Come utilizzare il frutto del mayhaw
Il mayhaw è un tipo di biancospino che in primavera produce grappoli di vistosi fiori bianchi su un albero alto da 8 a 9 metri. I fiori producono frutti a maggio, da cui il nome. I mayhaw sono piccoli frutti rotondi che, a seconda della varietà, possono essere di colore rosso, giallo o arancione. La buccia lucida racchiude una polpa bianca che contiene alcuni piccoli semi. L’albero appartiene alla famiglia delle Rosaceae ed è originario delle zone basse e umide che vanno dalla Carolina del Nord alla Florida e da ovest all’Arkansas e al Texas. Durante il periodo anteguerra (1600-1775), i mayhaw erano un frutto molto apprezzato nonostante la loro posizione poco ospitale nelle paludi e in altre zone acquitrinose.

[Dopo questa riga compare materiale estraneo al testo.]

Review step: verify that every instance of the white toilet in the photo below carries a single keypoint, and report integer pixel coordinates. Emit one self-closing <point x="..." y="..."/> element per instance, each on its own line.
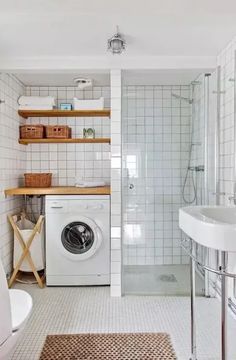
<point x="15" y="308"/>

Da allora, la popolarità del frutto è diminuita, in parte a causa della posizione degli alberi e del disboscamento per il legname o l’agricoltura. Sono stati fatti alcuni sforzi per coltivare gli alberi e le fattorie U-pick stanno raccogliendo i frutti della rinata popolarità del frutto.
Cosa fare con i mayhaw
Il frutto del mayhaw è estremamente acido, dal sapore quasi amaro, e per questo motivo viene utilizzato principalmente per prodotti cotti, non crudi. La parte più acida del frutto è la buccia, quindi, quando si cucina con il mayhaw, le bacche vengono spesso spremute eliminando la buccia e poi utilizzate per preparare gelatine, marmellate, sciroppi o semplicemente succo di mayhaw. Tradizionalmente, la gelatina di mayhaw era usata come condimento per la selvaggina, ma può essere utilizzata anche nelle torte di frutta e nei dolci. Lo sciroppo di mayhaw è delizioso sui pancake, naturalmente, ma si presta bene anche su biscotti, muffin e porridge. Tra le tante antiche ricette di famiglia del sud degli Stati Uniti a base di mayhaw, potrebbe essercene anche una per il vino di mayhaw! Il frutto del mayhaw può essere conservato in frigorifero e utilizzato entro una settimana dalla raccolta.